Language tags missing from PDF exports

We are using the Prince pdf export routine, and, while producing a series of books with a mix of languages, our digital publishing specialist discovered that language tags from the web book do not appear in the pdf exports. These are a required accessibility feature, and because there are thousands of them in these texts, this is not a remediation that we can manage by hand.

I do not have a ton of experience configuring Prince, but I was wondering if others ran into this same issue or could point me towards a potential fix. I also wanted to raise this issue as an accessibility concern if there was not any current pathway in the system to push these tags into the PDF.

1 Like

I’ll open an issue in the github repository, as I believe this is a bug. Here is a bit of my testing:

I notice that, oddly, footnotes with <span lang=”fr”> are added in the pdf correctly (e.g., the span shows up as a tag and that tag has the language as a property)

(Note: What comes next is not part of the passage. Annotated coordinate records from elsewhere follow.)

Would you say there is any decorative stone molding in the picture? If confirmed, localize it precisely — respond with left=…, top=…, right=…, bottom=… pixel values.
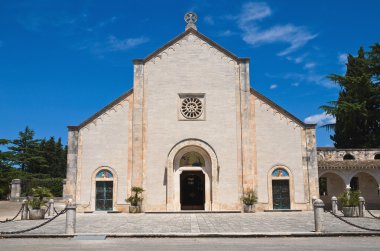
left=165, top=139, right=219, bottom=211
left=317, top=147, right=380, bottom=162
left=177, top=93, right=206, bottom=121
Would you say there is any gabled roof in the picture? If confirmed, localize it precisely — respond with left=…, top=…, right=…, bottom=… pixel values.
left=251, top=87, right=316, bottom=128
left=133, top=28, right=249, bottom=63
left=67, top=88, right=133, bottom=131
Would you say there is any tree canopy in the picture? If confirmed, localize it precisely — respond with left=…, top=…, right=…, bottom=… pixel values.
left=0, top=127, right=67, bottom=177
left=321, top=43, right=380, bottom=148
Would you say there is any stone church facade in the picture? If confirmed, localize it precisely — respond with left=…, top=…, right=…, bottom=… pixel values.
left=64, top=12, right=319, bottom=212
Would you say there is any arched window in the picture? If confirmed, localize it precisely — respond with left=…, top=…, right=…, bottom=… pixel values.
left=179, top=152, right=205, bottom=167
left=96, top=169, right=113, bottom=179
left=343, top=153, right=355, bottom=160
left=94, top=169, right=116, bottom=211
left=272, top=168, right=289, bottom=177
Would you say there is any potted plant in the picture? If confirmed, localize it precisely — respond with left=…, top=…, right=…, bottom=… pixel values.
left=241, top=190, right=257, bottom=213
left=28, top=187, right=53, bottom=220
left=126, top=187, right=144, bottom=213
left=338, top=190, right=360, bottom=217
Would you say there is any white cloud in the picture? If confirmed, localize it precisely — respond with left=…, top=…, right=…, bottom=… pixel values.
left=219, top=30, right=234, bottom=37
left=283, top=73, right=337, bottom=88
left=304, top=112, right=336, bottom=126
left=304, top=62, right=317, bottom=69
left=338, top=53, right=348, bottom=65
left=286, top=53, right=308, bottom=64
left=292, top=82, right=300, bottom=87
left=74, top=36, right=149, bottom=55
left=107, top=36, right=149, bottom=51
left=203, top=16, right=215, bottom=25
left=269, top=84, right=278, bottom=90
left=236, top=3, right=317, bottom=56
left=238, top=3, right=272, bottom=26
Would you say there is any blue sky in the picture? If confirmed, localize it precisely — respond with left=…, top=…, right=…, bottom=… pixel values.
left=0, top=0, right=380, bottom=146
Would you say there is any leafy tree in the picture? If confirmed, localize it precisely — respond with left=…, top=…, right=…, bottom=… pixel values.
left=321, top=44, right=380, bottom=148
left=8, top=127, right=46, bottom=173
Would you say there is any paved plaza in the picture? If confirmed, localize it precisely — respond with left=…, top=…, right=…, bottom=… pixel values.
left=0, top=237, right=380, bottom=251
left=0, top=204, right=380, bottom=234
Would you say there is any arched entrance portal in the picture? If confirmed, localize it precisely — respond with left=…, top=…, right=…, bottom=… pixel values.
left=166, top=139, right=218, bottom=211
left=95, top=169, right=113, bottom=211
left=180, top=171, right=205, bottom=210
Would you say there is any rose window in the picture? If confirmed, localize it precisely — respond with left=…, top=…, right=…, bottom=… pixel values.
left=181, top=97, right=203, bottom=119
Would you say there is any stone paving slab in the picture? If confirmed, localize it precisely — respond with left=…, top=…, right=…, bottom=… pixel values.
left=0, top=211, right=380, bottom=235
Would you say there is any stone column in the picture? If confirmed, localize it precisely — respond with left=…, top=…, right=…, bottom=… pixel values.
left=359, top=196, right=365, bottom=217
left=331, top=196, right=338, bottom=214
left=11, top=179, right=21, bottom=201
left=239, top=58, right=254, bottom=194
left=65, top=200, right=76, bottom=234
left=313, top=199, right=325, bottom=232
left=303, top=125, right=319, bottom=209
left=132, top=59, right=144, bottom=187
left=63, top=126, right=79, bottom=201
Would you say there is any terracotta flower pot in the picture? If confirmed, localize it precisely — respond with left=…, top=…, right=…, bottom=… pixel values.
left=129, top=206, right=141, bottom=214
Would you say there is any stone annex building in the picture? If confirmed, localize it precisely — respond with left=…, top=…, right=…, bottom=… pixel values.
left=64, top=13, right=380, bottom=212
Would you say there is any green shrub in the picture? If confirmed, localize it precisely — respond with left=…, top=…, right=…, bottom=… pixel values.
left=28, top=187, right=53, bottom=209
left=241, top=190, right=257, bottom=205
left=21, top=178, right=63, bottom=197
left=126, top=187, right=144, bottom=206
left=338, top=190, right=360, bottom=207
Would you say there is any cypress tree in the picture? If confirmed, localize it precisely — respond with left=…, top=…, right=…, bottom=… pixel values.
left=321, top=44, right=380, bottom=148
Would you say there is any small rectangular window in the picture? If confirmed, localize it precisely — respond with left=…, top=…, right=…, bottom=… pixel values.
left=319, top=177, right=327, bottom=196
left=350, top=177, right=359, bottom=191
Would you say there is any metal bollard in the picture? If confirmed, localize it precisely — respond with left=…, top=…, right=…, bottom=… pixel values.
left=313, top=199, right=325, bottom=232
left=21, top=200, right=29, bottom=220
left=331, top=196, right=338, bottom=214
left=311, top=195, right=318, bottom=205
left=48, top=199, right=54, bottom=216
left=66, top=201, right=76, bottom=234
left=359, top=196, right=365, bottom=217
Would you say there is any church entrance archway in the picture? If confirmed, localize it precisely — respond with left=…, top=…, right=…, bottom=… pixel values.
left=96, top=181, right=113, bottom=211
left=272, top=180, right=290, bottom=209
left=91, top=167, right=117, bottom=211
left=180, top=171, right=205, bottom=210
left=165, top=139, right=219, bottom=211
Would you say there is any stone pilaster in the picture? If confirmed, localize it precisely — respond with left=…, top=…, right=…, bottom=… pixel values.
left=239, top=59, right=254, bottom=192
left=63, top=126, right=79, bottom=201
left=305, top=128, right=319, bottom=207
left=132, top=60, right=144, bottom=187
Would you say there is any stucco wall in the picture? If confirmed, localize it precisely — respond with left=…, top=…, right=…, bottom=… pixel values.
left=77, top=100, right=130, bottom=210
left=253, top=96, right=307, bottom=209
left=144, top=34, right=239, bottom=210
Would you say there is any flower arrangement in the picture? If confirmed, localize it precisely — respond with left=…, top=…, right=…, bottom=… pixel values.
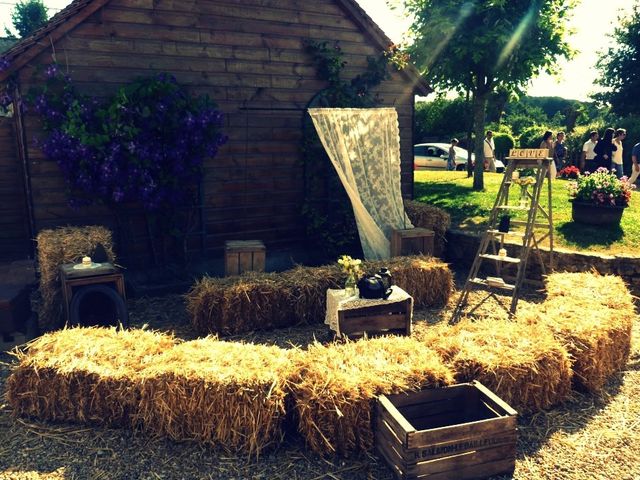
left=567, top=167, right=635, bottom=207
left=29, top=64, right=227, bottom=212
left=338, top=255, right=362, bottom=277
left=558, top=165, right=580, bottom=180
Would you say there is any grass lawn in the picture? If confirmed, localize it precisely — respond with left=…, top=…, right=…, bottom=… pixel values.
left=414, top=171, right=640, bottom=254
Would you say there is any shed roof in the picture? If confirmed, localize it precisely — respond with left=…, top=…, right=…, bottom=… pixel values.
left=0, top=0, right=433, bottom=95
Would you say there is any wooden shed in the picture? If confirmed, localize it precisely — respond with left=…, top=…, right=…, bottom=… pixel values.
left=0, top=0, right=430, bottom=258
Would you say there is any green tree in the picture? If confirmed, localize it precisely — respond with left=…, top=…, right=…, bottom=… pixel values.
left=596, top=0, right=640, bottom=115
left=414, top=97, right=468, bottom=142
left=4, top=0, right=49, bottom=38
left=405, top=0, right=575, bottom=190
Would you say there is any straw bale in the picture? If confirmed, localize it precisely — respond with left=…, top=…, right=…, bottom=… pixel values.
left=290, top=336, right=453, bottom=456
left=36, top=226, right=115, bottom=331
left=404, top=200, right=451, bottom=256
left=186, top=256, right=453, bottom=335
left=138, top=337, right=291, bottom=456
left=422, top=319, right=571, bottom=412
left=518, top=295, right=634, bottom=392
left=6, top=328, right=175, bottom=426
left=185, top=272, right=297, bottom=335
left=545, top=270, right=633, bottom=311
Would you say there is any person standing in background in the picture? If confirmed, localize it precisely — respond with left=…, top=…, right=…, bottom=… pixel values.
left=483, top=130, right=496, bottom=173
left=611, top=128, right=627, bottom=178
left=538, top=130, right=558, bottom=178
left=447, top=138, right=458, bottom=170
left=628, top=143, right=640, bottom=185
left=580, top=130, right=599, bottom=173
left=553, top=132, right=567, bottom=171
left=593, top=128, right=617, bottom=170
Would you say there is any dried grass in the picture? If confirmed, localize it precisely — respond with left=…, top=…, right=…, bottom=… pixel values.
left=186, top=256, right=453, bottom=335
left=518, top=273, right=635, bottom=392
left=421, top=318, right=571, bottom=412
left=291, top=337, right=452, bottom=456
left=7, top=328, right=175, bottom=426
left=36, top=226, right=115, bottom=331
left=404, top=200, right=451, bottom=256
left=137, top=338, right=291, bottom=456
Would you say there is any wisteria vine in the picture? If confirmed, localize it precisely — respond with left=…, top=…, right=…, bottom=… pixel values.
left=29, top=64, right=228, bottom=212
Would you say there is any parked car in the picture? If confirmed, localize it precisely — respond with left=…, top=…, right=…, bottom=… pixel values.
left=413, top=143, right=504, bottom=173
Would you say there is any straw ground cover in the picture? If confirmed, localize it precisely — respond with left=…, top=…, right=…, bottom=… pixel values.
left=291, top=336, right=453, bottom=456
left=36, top=226, right=115, bottom=331
left=414, top=171, right=640, bottom=254
left=518, top=273, right=635, bottom=391
left=186, top=256, right=453, bottom=335
left=0, top=274, right=640, bottom=480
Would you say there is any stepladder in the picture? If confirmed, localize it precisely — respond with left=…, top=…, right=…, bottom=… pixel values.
left=450, top=149, right=554, bottom=323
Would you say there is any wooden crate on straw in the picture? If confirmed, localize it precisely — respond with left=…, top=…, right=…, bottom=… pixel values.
left=420, top=318, right=572, bottom=412
left=289, top=336, right=453, bottom=456
left=36, top=225, right=115, bottom=331
left=186, top=256, right=453, bottom=335
left=375, top=382, right=517, bottom=480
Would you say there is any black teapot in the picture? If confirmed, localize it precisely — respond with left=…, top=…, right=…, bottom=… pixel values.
left=358, top=274, right=392, bottom=300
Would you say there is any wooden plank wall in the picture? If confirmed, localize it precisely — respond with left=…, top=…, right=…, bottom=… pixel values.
left=20, top=0, right=413, bottom=260
left=0, top=116, right=31, bottom=261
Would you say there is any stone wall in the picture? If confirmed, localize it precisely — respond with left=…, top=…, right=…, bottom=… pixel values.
left=445, top=230, right=640, bottom=295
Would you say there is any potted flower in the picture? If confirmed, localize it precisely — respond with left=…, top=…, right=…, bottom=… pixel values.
left=568, top=167, right=635, bottom=225
left=338, top=255, right=362, bottom=297
left=558, top=165, right=580, bottom=180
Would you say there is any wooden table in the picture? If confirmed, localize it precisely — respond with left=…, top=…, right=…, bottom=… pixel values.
left=60, top=263, right=127, bottom=322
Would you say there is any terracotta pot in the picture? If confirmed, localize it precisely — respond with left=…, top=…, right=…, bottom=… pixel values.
left=571, top=202, right=627, bottom=225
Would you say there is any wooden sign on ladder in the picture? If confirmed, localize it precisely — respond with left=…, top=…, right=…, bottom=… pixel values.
left=449, top=148, right=553, bottom=323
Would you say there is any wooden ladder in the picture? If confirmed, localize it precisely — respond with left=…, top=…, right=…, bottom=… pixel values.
left=449, top=154, right=553, bottom=323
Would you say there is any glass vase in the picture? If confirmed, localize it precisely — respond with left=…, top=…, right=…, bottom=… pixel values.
left=344, top=273, right=358, bottom=298
left=520, top=185, right=529, bottom=207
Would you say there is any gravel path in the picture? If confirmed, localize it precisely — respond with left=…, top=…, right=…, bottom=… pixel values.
left=0, top=282, right=640, bottom=480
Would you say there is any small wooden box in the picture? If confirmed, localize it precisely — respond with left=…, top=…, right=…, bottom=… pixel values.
left=391, top=228, right=435, bottom=257
left=375, top=381, right=518, bottom=480
left=338, top=298, right=413, bottom=338
left=0, top=285, right=31, bottom=334
left=224, top=240, right=267, bottom=276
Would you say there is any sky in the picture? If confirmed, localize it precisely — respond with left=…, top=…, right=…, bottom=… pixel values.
left=0, top=0, right=633, bottom=100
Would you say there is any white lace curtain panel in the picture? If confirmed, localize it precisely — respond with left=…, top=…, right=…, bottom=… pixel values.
left=309, top=108, right=413, bottom=260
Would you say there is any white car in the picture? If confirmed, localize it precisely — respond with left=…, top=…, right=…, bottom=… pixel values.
left=413, top=143, right=504, bottom=173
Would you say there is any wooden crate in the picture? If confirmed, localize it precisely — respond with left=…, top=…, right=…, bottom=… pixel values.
left=338, top=298, right=413, bottom=338
left=391, top=228, right=435, bottom=257
left=0, top=285, right=31, bottom=334
left=224, top=240, right=267, bottom=276
left=375, top=381, right=517, bottom=480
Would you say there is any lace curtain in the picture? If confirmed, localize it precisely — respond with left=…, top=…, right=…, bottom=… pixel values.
left=309, top=108, right=413, bottom=260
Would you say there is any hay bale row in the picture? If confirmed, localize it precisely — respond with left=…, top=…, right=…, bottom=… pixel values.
left=290, top=336, right=453, bottom=456
left=137, top=338, right=291, bottom=455
left=36, top=226, right=115, bottom=331
left=186, top=256, right=453, bottom=335
left=6, top=328, right=175, bottom=426
left=518, top=273, right=635, bottom=392
left=404, top=200, right=451, bottom=256
left=422, top=319, right=571, bottom=412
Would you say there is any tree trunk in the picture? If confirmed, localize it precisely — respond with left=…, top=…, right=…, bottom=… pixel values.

Pressbooks uses the XHTML for the source document for Prince. I notice that in the XHTML document, footnotes have <span lang=”fr”> while other places in the document have <span xml:lang=”fr”> or "<p xml:lang=”fr”> and, for some reason, Prince is not recognizing the xml:lang property but is recognizing the lang property.

After consulting the Prince documentation, I get a few leads. To cover my bases, I add @namespace xml “``http://www.w3.org/XML/1998/namespace”``; to the pdf css, with no effect, and then tell prince that the source of the digital pdf is xml by adding $prince->setInputType(‘xml’); to the Prince wrapper for digital pdfs. This does cause the PDF to generate with the appropriate language property in all of the places I had <span lang=”fr”> as well as other places like "<p xml:lang=”fr”> that were rendering as xml:lang in the xhtml.

It would be nice if someone with a bit more experience with this toolchain could review this issue and provide feedback.